FAIRiCUBE / resource-metadata

manage information for processing/analysis resources, specifically: issue form to collect md requirements, issue template to manage codelists
https://fairicube.github.io/resource-metadata/
0 stars 0 forks source link

<Codelist name> - <specify 'new value' or 'update' request> #3

Closed jetschny closed 1 year ago

jetschny commented 1 year ago

Change proposal description

duplication of information

Codelist name

Architecture / Algorithm

Codelist value

Codelist value description

as an example :

Architecture = random forest Algorithm = random forest classifier

Issue faced

Change proposer

remove the architecture term from algorithm name list, makes the Architecture / Algorithm combination more consistent and flexible

References

comment in an early version of deliverable document... (^_*)

KathiSchleidt commented 1 year ago

Has this been clarified, or is this issue still open?

jetschny commented 1 year ago

I have been receiving a technical answer from Antonio : The name of the architecture in the name of the algorithm is present in some cases, such as random forest classifier or decision tree, but it is not the general rule.
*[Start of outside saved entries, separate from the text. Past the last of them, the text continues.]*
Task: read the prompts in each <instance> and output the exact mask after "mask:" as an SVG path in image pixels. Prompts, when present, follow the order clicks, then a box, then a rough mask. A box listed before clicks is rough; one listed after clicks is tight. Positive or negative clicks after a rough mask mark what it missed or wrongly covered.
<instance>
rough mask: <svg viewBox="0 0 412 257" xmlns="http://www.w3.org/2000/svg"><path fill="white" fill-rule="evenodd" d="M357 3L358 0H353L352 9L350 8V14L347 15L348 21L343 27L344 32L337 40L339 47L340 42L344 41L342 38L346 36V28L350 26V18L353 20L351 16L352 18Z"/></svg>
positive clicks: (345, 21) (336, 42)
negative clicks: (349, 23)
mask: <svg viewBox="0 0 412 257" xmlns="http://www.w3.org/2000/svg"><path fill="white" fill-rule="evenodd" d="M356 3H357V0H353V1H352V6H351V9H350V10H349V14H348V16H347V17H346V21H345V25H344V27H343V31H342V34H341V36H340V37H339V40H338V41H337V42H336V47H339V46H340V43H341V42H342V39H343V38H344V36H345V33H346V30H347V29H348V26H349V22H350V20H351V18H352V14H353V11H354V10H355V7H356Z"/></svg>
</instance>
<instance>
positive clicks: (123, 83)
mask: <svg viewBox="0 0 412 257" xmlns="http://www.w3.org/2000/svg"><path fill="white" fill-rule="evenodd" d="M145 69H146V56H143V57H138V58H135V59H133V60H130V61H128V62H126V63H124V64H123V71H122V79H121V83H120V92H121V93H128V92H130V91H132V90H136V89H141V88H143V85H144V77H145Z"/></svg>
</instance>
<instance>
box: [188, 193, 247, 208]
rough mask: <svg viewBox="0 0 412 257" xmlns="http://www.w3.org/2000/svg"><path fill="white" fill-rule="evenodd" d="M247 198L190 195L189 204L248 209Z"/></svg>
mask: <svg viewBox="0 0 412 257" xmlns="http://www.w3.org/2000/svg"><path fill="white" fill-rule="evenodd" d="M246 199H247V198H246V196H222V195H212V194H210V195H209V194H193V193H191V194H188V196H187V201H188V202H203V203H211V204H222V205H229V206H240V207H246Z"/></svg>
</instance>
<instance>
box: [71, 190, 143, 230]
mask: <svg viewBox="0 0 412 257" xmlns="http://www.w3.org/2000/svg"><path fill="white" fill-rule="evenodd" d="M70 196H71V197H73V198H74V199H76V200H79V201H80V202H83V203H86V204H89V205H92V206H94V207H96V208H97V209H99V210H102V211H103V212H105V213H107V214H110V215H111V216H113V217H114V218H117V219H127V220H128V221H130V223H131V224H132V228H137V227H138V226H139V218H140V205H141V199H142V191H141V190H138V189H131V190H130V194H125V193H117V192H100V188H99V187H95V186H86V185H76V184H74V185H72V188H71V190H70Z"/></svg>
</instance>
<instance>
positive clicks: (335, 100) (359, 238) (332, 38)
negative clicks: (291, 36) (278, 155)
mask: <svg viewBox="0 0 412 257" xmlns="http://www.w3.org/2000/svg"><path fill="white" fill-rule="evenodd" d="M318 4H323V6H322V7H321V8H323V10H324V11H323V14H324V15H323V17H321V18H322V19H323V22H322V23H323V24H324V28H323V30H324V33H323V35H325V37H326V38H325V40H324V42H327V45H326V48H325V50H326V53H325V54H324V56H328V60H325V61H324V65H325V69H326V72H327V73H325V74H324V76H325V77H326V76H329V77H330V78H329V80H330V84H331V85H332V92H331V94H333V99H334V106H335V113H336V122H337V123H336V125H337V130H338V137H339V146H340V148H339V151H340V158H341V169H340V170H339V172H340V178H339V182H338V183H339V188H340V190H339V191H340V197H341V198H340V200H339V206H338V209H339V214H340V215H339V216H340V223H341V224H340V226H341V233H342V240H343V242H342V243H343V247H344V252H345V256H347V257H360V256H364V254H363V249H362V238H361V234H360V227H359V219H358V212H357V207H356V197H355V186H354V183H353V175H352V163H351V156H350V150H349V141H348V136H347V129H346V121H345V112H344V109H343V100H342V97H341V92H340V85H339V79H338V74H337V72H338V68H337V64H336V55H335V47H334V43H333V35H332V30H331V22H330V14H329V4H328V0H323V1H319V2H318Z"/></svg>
In my opinion, it is right to use the full name of the algorithm (and e.g. not to replace it with 'classifier', thus eliminating the name of the architecture) for two main reasons: • as a matter of clarity, because it is important that we use the name by which the algorithm is known • although it may sometimes seem correct to remove the architecture name in the algorithm and avoid duplication this may cause problems if generic 'classifier' value is used in the presence of architectures that implement very different algorithms to perform same task, e.g. a classification. In this case the "classifier" term could be miss-used. For example, an ensemble architecture may perform a classification through both Voting and Bagging (or others), thus offering a fairly obvious distinction that it is good to maintain. Therefore, we want to avoid a situation where a user in the presence of an ensemble architecture uses the generic term 'classifier' instead of the specific algorithm (e.g. Voting, Bagging and others).

and replied with:

I generally agree with you and after refreshing my memory on the items of the architecture drop down, I understand this better as well. Unfortunately and this weights heavy, it nicely proofs that we create a very technical form that only very technical people will understand. I consider myself – to some degree – a technical person and I struggled to know what to choose … If users don’t understand, they will likely fill out incorrect information or ignore it completely. As a starting point I would suggest removing the architecture field as this could be reconstructed by the choice of the algorithm anyway?!

so far, no further reply to this. I still believe that we either duplicate information or make the form too technical...

KathiSchleidt commented 1 year ago

Problem is, we have a very wide potential audience. For the ML experts, the differentiation Antonio mentions makes a lot of sense, so we shouldn't just drop it. For the non-ML-idiots like me, we may even want to add a simpler explanation of what the algorithm does.

The first example in D4.3 nicely illustrates the levels:

My only request might be spelling out Convolutional-Neural-Network for us idiots ;)

cozzolinoac11 commented 1 year ago

@KathiSchleidt I agree with you and we can use both the name and the acronym like for example 'CNN - Convolutional-Neural-Network' instead of just the acronym. What do you think?

KathiSchleidt commented 1 year ago

same a #2 - YES!!! :)